O pedido de vista de Mendonça veio após o voto de Barroso, em 18 de dezembro – pouco antes do Supremo entrar em recesso, começado em 20 de dezembro. Mendonça não informou quando pretende apresentar sua manifestação. Pelo regimento, o pedido de vista dá aos ministros 90 dias para analisar o caso. E o recesso judicial não conta para este período.
Possível banimento do TikTok nos EUA
Enquanto isso, o TikTok luta para evitar seu possível banimento nos Estados Unidos. Em 16 de dezembro, a rede social entrou com um recurso emergencial na Suprema Corte estadunidense. Nele, pedia o bloqueio da lei federal cujo texto obriga a rede social chinesa a ser vendida sob pena de ser proibida no país.
A lei entra em vigor em 19 de janeiro, véspera da posse de Donald Trump para seu segundo mandato;
A ideia é protelar os efeitos da lei até o republicano, que prometeu durante a campanha que “salvaria o TikTok”, assumir a Casa Branca (saiba mais nesta reportagem do G1).

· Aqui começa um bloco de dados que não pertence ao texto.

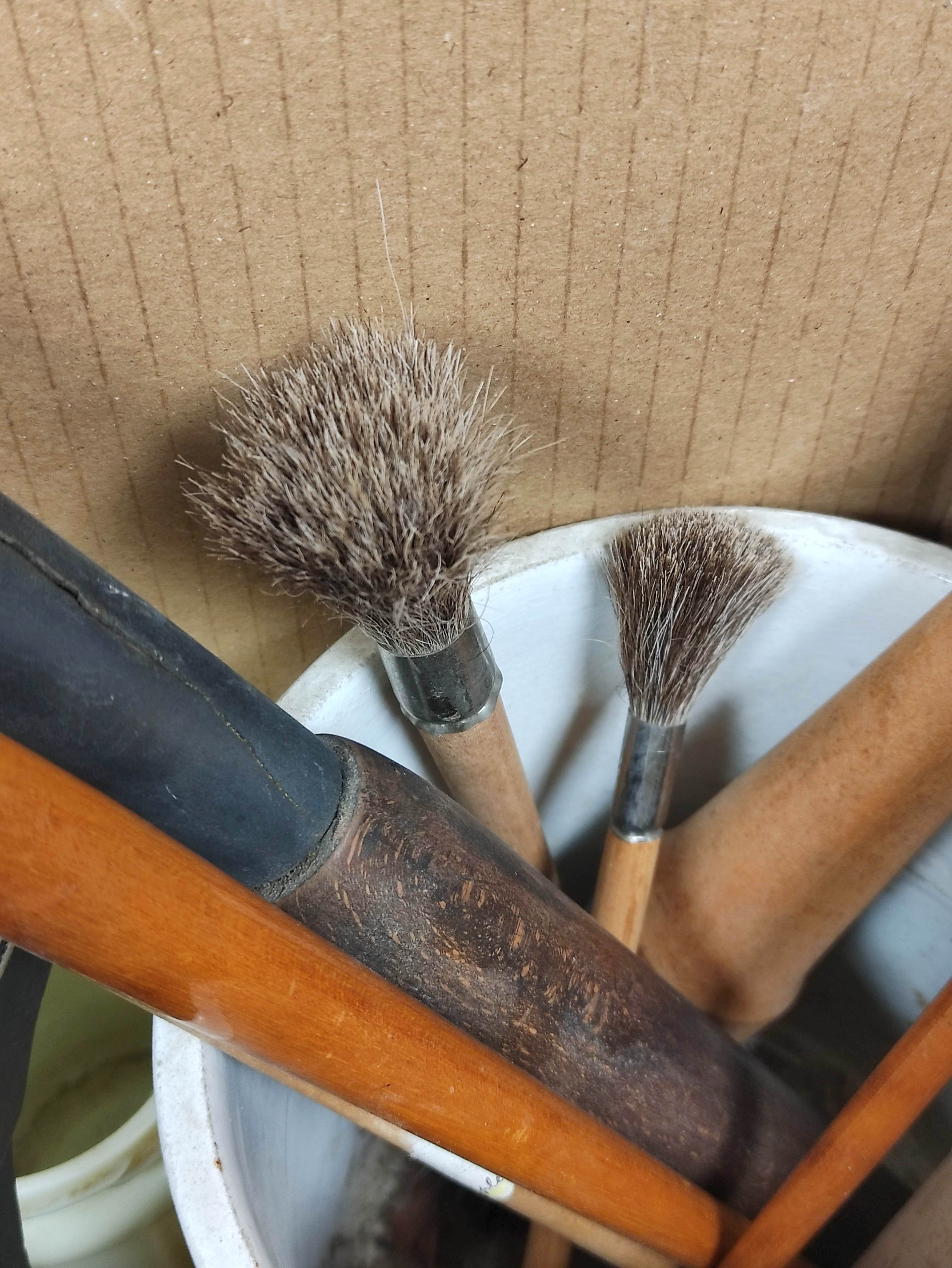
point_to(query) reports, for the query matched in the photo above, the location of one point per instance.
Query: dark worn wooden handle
(416, 889)
(88, 884)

Em 18 de dezembro, a Suprema Corte dos EUA anunciou que vai analisar rapidamente a contestação do TikTok sobre a lei sancionada pelo presidente Joe Biden, segundo o jornal Washington Post.

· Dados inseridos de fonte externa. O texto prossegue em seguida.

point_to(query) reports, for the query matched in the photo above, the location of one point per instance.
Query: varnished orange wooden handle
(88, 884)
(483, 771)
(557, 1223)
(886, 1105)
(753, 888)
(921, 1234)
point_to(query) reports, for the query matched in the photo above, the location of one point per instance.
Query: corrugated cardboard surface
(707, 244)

Os juízes disseram que analisarão se a lei, aprovada sob pretexto de segurança nacional, viola os direitos à liberdade de expressão, previstos na Primeira Emenda da Constituição dos EUA, de 170 milhões de usuários do TikTok.
O tribunal agendou duas horas de audiência especial em 10 de janeiro. E deve anunciar sua decisão pouco depois.
O advogado Henry Adaniya explica que a lei que obriga a ByteDance, empresa controladora do TikTok, a vender suas operações nos EUA até 19 de janeiro de 2025, sob pena de banimento da plataforma, é peculiar por ter sido direcionada especificamente a uma empresa.
Adaniya argumenta que se os EUA realmente quisessem garantir a segurança nacional e a proteção de dados, poderiam ter optado por outros mecanismos, em vez de exigir a venda total das operações do TikTok. Por exemplo: auditorias, leis de proteção de dados ou iniciativas de compartilhamento de dados.
Hélio acrescenta o seguinte: “O conceito de liberdade de expressão norte-americana é completamente diferente do conceito de liberdade de expressão do Brasil. As constituições enxergam de maneira diversa, o assunto é tratado de maneira diversa.”
Plínio Higasi complementa a fala de Hélio, contextualizando a preocupação dos EUA com a segurança nacional após os atentados de 11 de setembro de 2001. Segundo ele, esse passado os torna mais sensíveis a qualquer ameaça à sua economia e à opinião pública.
Higasi também aponta a eficácia do algoritmo do TikTok em manter os usuários engajados na plataforma. E argumenta que essa capacidade de influenciar a opinião pública é vista como uma ameaça pelos EUA.
Há uma convicção de que o governo chinês tem envolvimento muito forte com o TikTok, e por causa disso [existe] o receio sobre a soberania dos Estados Unidos na relação dos seus cidadãos com o uso do TikTok.
Plínio Higasi, advogado da Higasi, Shimada, Leal & Guimarães Advogados, em entrevista ao Olhar Digital
A ver quais serão as cenas dos próximos capítulos desta novela em 2025.